Kimmel, setting up another punchline, had another wise thing to say: "Marijuana is something that real people care about." I can vouch for this. I have friends with serious illnesses (Parkinson's, for example) who are medical marijuana patients. Most of these folks are about as far left as you can get, politically. They would have been overjoyed at a President Kucinich or a President Dean, to put it another way. They were, for the most part, fairly enthusiastic about voting for Barack Obama. They are not anymore. As one put it, "President Obama has been worse than President Bush on the issue of my health and my medicine. Why would I vote for him again?"

The "marijuana vote" is something that is virtually impossible to demographically study. It cuts across all the standard groupings of age, sex, occupation, living situation, ethnicity, race, religion, and economic status. It can't be studied, because its members are perpetually underground: What they do is illegal, after all, and who is going to admit to a random pollster on the telephone: "Sure, I smoke pot... I smoke a bunch of pot!" The marijuana vote does not advertise itself on bumper stickers ("I smoke pot, and I VOTE!") or with any organized political movement. When people can lose their jobs (or worse) by admitting they're part of a demographic, then compiling stats on the group becomes impossible. They are invisible, and their aim (under our current laws) is to stay that way.
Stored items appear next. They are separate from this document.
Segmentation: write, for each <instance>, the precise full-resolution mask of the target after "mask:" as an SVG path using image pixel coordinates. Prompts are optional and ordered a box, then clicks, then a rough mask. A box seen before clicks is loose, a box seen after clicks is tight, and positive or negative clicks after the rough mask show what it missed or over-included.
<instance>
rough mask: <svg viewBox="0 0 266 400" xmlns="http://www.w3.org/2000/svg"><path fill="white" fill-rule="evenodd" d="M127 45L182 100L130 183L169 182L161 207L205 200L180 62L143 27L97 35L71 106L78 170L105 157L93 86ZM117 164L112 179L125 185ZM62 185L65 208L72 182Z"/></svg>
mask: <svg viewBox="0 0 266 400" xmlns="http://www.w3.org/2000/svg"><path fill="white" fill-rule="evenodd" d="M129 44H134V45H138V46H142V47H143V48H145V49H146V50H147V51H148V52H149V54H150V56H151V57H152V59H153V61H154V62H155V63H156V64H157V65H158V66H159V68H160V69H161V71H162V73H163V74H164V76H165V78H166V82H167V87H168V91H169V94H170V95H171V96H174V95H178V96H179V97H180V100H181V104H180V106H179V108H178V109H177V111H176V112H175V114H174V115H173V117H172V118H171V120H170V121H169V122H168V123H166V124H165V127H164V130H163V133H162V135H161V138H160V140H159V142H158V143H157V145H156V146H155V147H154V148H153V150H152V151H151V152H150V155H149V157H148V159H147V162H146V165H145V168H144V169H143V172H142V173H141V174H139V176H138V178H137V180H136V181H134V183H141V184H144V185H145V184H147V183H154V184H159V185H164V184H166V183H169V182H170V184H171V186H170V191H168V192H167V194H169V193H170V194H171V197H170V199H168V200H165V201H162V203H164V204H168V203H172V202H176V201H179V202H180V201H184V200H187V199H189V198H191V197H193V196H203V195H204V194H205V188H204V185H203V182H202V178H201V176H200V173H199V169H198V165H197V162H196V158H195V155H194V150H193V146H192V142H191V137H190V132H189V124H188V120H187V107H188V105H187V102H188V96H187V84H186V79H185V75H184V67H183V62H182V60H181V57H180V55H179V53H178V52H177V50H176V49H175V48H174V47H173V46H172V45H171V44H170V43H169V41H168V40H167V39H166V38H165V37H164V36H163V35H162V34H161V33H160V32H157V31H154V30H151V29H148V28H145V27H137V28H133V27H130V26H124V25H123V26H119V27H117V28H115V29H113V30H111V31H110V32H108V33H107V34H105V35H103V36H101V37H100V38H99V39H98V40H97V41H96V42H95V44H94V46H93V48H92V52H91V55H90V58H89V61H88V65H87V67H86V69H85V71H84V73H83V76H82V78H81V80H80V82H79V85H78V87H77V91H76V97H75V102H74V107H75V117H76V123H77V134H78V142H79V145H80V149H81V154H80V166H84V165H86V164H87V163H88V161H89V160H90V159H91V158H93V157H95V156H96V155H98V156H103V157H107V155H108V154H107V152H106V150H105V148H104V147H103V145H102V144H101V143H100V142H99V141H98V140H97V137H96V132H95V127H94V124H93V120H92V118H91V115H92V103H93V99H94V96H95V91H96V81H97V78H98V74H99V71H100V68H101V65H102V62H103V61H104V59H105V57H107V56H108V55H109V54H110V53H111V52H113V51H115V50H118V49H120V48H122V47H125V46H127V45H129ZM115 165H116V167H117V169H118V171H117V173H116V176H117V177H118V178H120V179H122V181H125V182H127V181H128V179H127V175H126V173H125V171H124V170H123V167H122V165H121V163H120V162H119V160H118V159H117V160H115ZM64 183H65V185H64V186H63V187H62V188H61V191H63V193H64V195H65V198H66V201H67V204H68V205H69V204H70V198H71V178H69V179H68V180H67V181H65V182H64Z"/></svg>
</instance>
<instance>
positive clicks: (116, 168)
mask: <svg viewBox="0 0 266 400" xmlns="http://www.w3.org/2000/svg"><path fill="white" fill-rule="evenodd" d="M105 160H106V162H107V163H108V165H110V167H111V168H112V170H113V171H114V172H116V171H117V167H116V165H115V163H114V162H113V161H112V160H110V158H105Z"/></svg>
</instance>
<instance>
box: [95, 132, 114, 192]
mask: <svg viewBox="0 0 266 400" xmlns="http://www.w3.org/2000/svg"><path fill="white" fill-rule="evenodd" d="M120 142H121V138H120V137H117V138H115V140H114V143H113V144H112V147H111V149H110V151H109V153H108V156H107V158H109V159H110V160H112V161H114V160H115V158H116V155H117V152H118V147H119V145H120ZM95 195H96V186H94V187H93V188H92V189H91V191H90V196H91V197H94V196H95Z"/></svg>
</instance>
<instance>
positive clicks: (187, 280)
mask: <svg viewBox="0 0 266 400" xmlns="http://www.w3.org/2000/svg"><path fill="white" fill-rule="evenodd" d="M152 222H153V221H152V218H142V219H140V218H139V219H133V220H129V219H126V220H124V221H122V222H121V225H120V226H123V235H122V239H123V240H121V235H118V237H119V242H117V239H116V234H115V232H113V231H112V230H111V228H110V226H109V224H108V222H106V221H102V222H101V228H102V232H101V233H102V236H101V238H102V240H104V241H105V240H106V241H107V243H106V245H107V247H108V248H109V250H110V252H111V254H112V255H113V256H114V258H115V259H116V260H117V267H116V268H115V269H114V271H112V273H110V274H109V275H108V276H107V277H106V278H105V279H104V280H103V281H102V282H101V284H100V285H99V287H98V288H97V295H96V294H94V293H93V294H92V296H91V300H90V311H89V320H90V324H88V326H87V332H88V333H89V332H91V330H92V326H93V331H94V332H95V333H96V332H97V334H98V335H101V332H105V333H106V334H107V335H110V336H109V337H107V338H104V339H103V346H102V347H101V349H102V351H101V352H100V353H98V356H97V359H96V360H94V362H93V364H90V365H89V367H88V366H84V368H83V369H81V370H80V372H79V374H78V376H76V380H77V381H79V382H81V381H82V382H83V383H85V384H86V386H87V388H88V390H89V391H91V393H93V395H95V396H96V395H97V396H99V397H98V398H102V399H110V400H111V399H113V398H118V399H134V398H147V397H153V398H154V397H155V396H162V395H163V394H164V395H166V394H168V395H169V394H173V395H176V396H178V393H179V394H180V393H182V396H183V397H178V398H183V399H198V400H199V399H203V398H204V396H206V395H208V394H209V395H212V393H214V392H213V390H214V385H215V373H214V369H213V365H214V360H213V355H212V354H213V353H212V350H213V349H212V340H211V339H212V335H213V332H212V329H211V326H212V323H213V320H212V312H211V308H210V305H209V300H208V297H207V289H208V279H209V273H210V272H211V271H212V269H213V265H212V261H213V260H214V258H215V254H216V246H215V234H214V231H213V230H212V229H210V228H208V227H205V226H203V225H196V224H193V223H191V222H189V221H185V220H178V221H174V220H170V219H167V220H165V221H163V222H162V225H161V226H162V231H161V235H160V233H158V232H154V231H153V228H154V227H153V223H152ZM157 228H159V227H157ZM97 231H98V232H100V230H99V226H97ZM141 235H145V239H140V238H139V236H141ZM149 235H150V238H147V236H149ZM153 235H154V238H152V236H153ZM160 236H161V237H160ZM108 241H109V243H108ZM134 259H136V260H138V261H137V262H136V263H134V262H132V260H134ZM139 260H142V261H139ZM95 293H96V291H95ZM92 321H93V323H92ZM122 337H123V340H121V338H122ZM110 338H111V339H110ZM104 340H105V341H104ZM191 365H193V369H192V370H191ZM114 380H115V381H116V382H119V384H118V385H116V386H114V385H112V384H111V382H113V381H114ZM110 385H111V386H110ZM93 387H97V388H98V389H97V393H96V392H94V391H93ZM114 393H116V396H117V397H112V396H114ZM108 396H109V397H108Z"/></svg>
In public life, admitting to smoking marijuana used to be an automatic disqualification for a candidate for just about any office. Now, it is not. Politicians are given a free pass on the issue; "When I was young and irresponsible... in college... I smoked some pot" does not disqualify anyone anymore from any office. What I keep waiting for some intrepid reporter to ask one of these public figures is: "Do you think you would be where you are today if you had gotten busted for your marijuana use back then?" It's all about not getting caught, in other words. If you smoked pot in a frat house and never got busted, that is one thing. If you did get nabbed, well, sorry, but nobody's going to vote for you. How twisted is the logic behind that? Politicians who skated by when they were young now approve a crackdown on the very same things they used to do (but escaped punishment for). The stench of hypocrisy is impossible to avoid.

Kimmel is right about one thing. Pot smokers vote. He's also right that, sometimes, they just stay home and don't bother... but it's not because they're too stoned to remember what day it is. President Obama needs to realize this.